Captain Richard Onslow, CO of HERMES, strongly urged the Naval Staff in Colombo to permit the ship to remain in Trincomalee. A Japanese attack was expected on 9 April but the position of their fleet was unknown. Captain Onslow stressed that with no fighter aircraft and only three 3-inch anti-aircraft guns and a handful of small calibre guns, he could not hope to survive an attack such as the Japanese were capable of mounting. He felt that under the cover of RAF Hurricanes and the Trincomalee anti-aircraft guns, the ship might still be hit, but by landing all the hands not required for fire fighting the ship and maintaing damage control, at least the casualty list would be greatly reduced.

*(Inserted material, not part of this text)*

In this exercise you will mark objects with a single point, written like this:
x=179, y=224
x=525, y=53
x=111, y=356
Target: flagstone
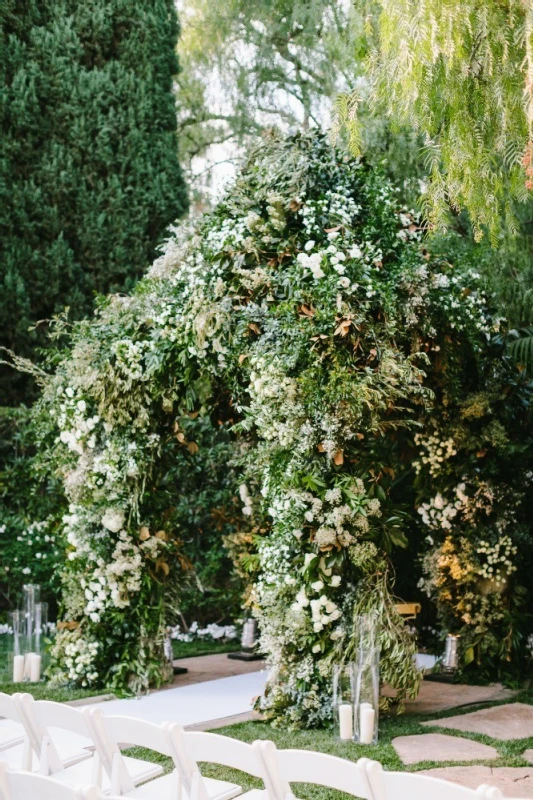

Captain Onslow's proposal was rejected and HERMES sailed in the dark hours of 8 April, with no hope of escaping detection. On 9 April she was discovered by Japanese reconnaissance off Batticaloa, attacked and sunk with heavy casualties. In addition to Captain Onslow and many of the ship's company, a large number of 814 Sqn maintenance personnel were also lost. This was a very heavy blow. It also affected Martin's career. as Captain Onslow had been the first to suggest transferring to the RN as a Commander. As a result of his death and the loss of personnel support, it was 3 years before Martin made the transfer and was promoted to Commander on 30 June 1945.
After the Japanese attack on Trincomalee the situation in Ceylon became chaotic, as the native labourers departed for India en masse. Eleven aircraft and a handful of ground crew were all that remained of 814 Sqn, which had been ordered to a dispersal airstrip at Kokkalai at 0400 hrs on 9 April, and had escaped the raid on Trincomalee that same day.
When the sqn returned to Trincomalee on 10 April they found the Air Station heavily damaged and people badly shaken. Immediate steps were taken to prepare for the expected Japanese invasion, during which 814 Sqn was to dive-bomb landing craft on the beaches with 25lb anti-personnel bombs! Fortunately for all concerned, the Japanese withdrew.
Martin then became FAA Liaison Officer to Air Marshal Sir John D'Albiac (a former RM Officer) who was AOC in Ceylon. The Eastern Fleet which had withdrawn to Mombasa after the Japanese raids, returned to Ceylon in June 1942 and many of 814 Sqn's pilots were absorbed into other sqns, and 814 Sqn virtually ceased to exist.
Having been appointed to STRIKER Building in the USA, Martin left for the UK in July 1942. He arrived in the USA on 14 October 1942 and the rest of his career is outlined in paragraph 10 above.
He finally retired in October 1958 and settled in Virginia. After a 10 year stint as a Life Insurance Underwriter and seven years as the Business Development Manager for the local Ballet Company, he finally retired for the second time in 1979 and died on 10 December 1988.